In their methods they state it's a matrix market format.
And the count matrix is in MatrixMarket format.
However, the file on GEO is missing the MM header. Usually the first (non %%) line will have the row number, column number, and number of non-zero values. This lets whatever reader that's opening the file know the original dimensions of the matrix. The file on GEO is missing this.

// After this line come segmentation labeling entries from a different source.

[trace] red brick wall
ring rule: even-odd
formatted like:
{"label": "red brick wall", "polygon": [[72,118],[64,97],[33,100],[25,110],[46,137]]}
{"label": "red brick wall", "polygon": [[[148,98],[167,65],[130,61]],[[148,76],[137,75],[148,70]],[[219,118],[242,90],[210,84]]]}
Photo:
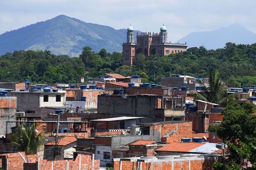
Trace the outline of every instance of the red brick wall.
{"label": "red brick wall", "polygon": [[[25,156],[24,152],[21,153],[26,160],[27,162],[26,156]],[[92,155],[89,153],[82,153],[81,156],[81,169],[92,169]],[[67,167],[67,163],[69,163],[69,168],[70,170],[77,170],[79,169],[79,154],[74,160],[72,159],[60,160],[56,161],[48,161],[46,159],[40,159],[40,170],[49,170],[51,169],[52,163],[53,162],[54,169],[65,169]],[[27,163],[24,166],[25,167],[29,169],[37,169],[38,157],[36,155],[28,156],[29,159],[30,159],[32,163]],[[8,158],[8,169],[10,170],[23,170],[23,162],[21,156],[18,153],[0,155],[0,159],[2,163],[2,159]],[[28,164],[29,164],[29,165]],[[3,168],[3,167],[2,167]],[[33,168],[33,169],[30,169]],[[100,169],[100,160],[94,160],[94,169]]]}
{"label": "red brick wall", "polygon": [[112,134],[122,134],[122,131],[108,131],[108,132],[97,132],[96,133],[96,135],[100,136],[103,135],[110,135]]}
{"label": "red brick wall", "polygon": [[20,89],[25,88],[25,83],[17,83],[15,84],[16,90],[18,91]]}
{"label": "red brick wall", "polygon": [[[214,121],[222,121],[224,115],[221,113],[210,113],[209,115],[210,122]],[[209,142],[212,143],[218,143],[222,142],[221,139],[218,136],[215,135],[215,138],[213,139],[213,135],[212,133],[209,133]]]}
{"label": "red brick wall", "polygon": [[[192,138],[192,122],[178,123],[178,131],[167,138],[161,138],[162,142],[181,142],[181,138],[188,137]],[[161,136],[162,136],[168,132],[176,130],[176,124],[166,124],[154,126],[155,130],[160,131],[159,126],[161,126]]]}
{"label": "red brick wall", "polygon": [[111,137],[98,137],[95,138],[96,145],[105,145],[111,146]]}
{"label": "red brick wall", "polygon": [[96,87],[102,87],[103,88],[105,88],[105,83],[101,82],[97,82]]}
{"label": "red brick wall", "polygon": [[98,95],[103,94],[99,90],[93,90],[91,91],[83,91],[80,94],[80,96],[86,97],[86,101],[97,101]]}
{"label": "red brick wall", "polygon": [[210,113],[209,114],[210,122],[213,121],[222,121],[224,118],[224,115],[221,113]]}
{"label": "red brick wall", "polygon": [[66,100],[74,101],[77,98],[77,89],[66,89]]}
{"label": "red brick wall", "polygon": [[[212,169],[212,164],[215,161],[213,157],[206,158],[204,160],[190,160],[190,167],[189,167],[189,160],[174,161],[173,169],[172,167],[172,162],[171,161],[166,160],[165,161],[158,162],[153,162],[152,163],[153,169],[154,170],[163,170],[167,169],[173,169],[174,170],[180,170],[182,168],[184,170],[191,169],[191,170],[203,170],[206,169]],[[142,169],[143,170],[151,169],[151,164],[150,163],[145,163],[142,162],[138,162],[138,166],[140,166],[142,163]],[[114,169],[119,169],[119,161],[114,161]],[[136,169],[137,167],[136,162],[130,162],[128,161],[122,161],[122,170],[132,170]]]}
{"label": "red brick wall", "polygon": [[16,107],[16,98],[0,97],[0,108],[15,108]]}
{"label": "red brick wall", "polygon": [[[205,104],[206,103],[203,103],[202,102],[198,102],[197,104],[197,107],[198,107],[198,110],[204,110],[204,107],[205,106]],[[207,107],[206,107],[206,110],[210,111],[210,108],[212,107],[214,107],[213,105],[212,104],[207,104]]]}
{"label": "red brick wall", "polygon": [[[185,120],[192,121],[192,129],[196,132],[204,132],[204,115],[202,112],[191,112],[186,111],[185,113]],[[209,126],[208,118],[206,119],[206,131],[208,131]]]}
{"label": "red brick wall", "polygon": [[128,95],[147,94],[148,95],[163,95],[163,90],[161,88],[146,87],[128,87],[126,89]]}

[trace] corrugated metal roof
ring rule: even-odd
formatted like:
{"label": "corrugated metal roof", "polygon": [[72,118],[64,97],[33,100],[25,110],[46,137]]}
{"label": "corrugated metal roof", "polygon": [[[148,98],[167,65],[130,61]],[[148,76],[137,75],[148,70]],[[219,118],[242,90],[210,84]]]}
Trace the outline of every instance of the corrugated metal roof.
{"label": "corrugated metal roof", "polygon": [[122,117],[117,117],[116,118],[107,118],[106,119],[96,119],[95,120],[91,120],[90,121],[115,121],[122,120],[128,120],[129,119],[135,119],[144,118],[144,117],[130,117],[128,116],[123,116]]}
{"label": "corrugated metal roof", "polygon": [[219,149],[216,148],[216,144],[215,143],[206,143],[203,145],[191,150],[189,152],[198,152],[205,153],[212,153],[216,151],[218,151]]}
{"label": "corrugated metal roof", "polygon": [[208,101],[203,101],[201,100],[195,100],[196,101],[200,101],[200,102],[202,102],[203,103],[207,103],[207,104],[212,104],[213,105],[219,105],[218,104],[215,104],[215,103],[210,103],[210,102],[208,102]]}

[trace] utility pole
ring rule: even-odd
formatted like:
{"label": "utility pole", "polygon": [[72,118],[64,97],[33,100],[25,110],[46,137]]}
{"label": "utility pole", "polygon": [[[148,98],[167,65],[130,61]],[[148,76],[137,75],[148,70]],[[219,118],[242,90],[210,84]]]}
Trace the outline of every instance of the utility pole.
{"label": "utility pole", "polygon": [[60,113],[58,113],[58,121],[57,123],[57,131],[56,132],[56,137],[55,138],[55,152],[54,154],[54,160],[56,160],[56,157],[58,152],[58,135],[59,135],[59,126],[60,124]]}

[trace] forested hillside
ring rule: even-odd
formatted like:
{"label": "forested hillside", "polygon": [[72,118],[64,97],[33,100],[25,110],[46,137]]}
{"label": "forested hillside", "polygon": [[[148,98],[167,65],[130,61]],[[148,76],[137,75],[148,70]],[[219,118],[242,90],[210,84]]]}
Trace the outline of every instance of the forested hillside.
{"label": "forested hillside", "polygon": [[226,44],[223,48],[208,50],[203,46],[169,56],[149,56],[142,54],[133,59],[132,67],[122,66],[122,54],[99,53],[86,46],[79,57],[56,55],[49,51],[15,51],[0,57],[0,81],[35,83],[75,83],[80,76],[95,77],[106,73],[125,76],[140,75],[143,82],[159,84],[162,77],[179,74],[197,78],[205,77],[207,70],[217,68],[224,77],[234,78],[233,87],[256,84],[256,43],[250,45]]}

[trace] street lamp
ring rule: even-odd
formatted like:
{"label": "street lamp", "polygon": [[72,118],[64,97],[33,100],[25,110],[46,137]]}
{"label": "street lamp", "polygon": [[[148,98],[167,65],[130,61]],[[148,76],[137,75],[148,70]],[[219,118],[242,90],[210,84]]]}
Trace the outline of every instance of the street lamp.
{"label": "street lamp", "polygon": [[101,124],[103,124],[103,123],[100,123],[98,124],[98,125],[96,125],[96,132],[95,132],[95,137],[96,137],[96,134],[97,133],[97,126],[99,125],[100,125]]}

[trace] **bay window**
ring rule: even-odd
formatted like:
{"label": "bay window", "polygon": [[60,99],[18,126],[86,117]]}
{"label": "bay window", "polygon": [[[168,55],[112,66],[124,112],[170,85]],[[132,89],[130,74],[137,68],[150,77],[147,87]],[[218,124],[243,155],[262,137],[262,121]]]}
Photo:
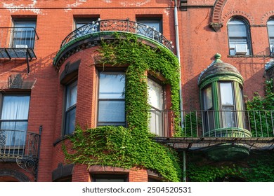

curl 'https://ftp.ncbi.nlm.nih.gov/geo/samples/GSM5596nnn/GSM5596828/suppl/GSM5596828%5FSMSG%5F12%5F13w%5Fumi%5Fcounts.matrix.gz' | gzip -dc | head -n5
7553 1 1
15460 2 1
15557 3 1
19314 3 1
You could guess that the numeric values in the first and second columns are the row and column numbers, but it would be better to check with the original depositor of the data since they uploaded a broken file, and knowing the row and column numbers are ciritical for merging the cell barcodes and features into the matrix.
Here's an example of what the header of the file should look like. I'll create an example sparse matrix in R and then save it to a file.
library("Matrix")
set.seed(420)
# Create the example matrix.
mat <- matrix(sample(c(0, 1, 2), 20, replace=TRUE), nrow=5)
> mat
[,1] [,2] [,3] [,4]
[1,] 0 0 0 0
[2,] 0 0 2 1
[3,] 1 0 0 2
[4,] 1 0 0 1
[5,] 0 0 0 2
# Save it as a sparse matrix MM format.
writeMM(as(mat, "sparseMatrix"), "matrix.mtx")
Now we can check the header of this file.
head -n5 'matrix.mtx'
%%MatrixMarket matrix coordinate integer general
5 4 7
3 1 1
4 1 1
2 3 2
For the normal Seurat workflow those files are usually put in one directory and imported with the
Read10X
function.If you go this route you need to rename the three files to
barcodes.tsv.gz
,features.tsv.gz
, andmatrix.mtx.gz
as per the normal CellRanger convention.I did try this and then this error pops up:
Error in readMM(file = matrix.loc) : file is not a MatrixMarket file
I then tried to read in the matrix file itself by using readMM() and it says it is not a MatrixMarket file so I think that the matrix.gz file I downloaded directly from GEO is not actually a matrix...
I am actively trying to figure out a solution to this but if you have any more insights, I would welcome them!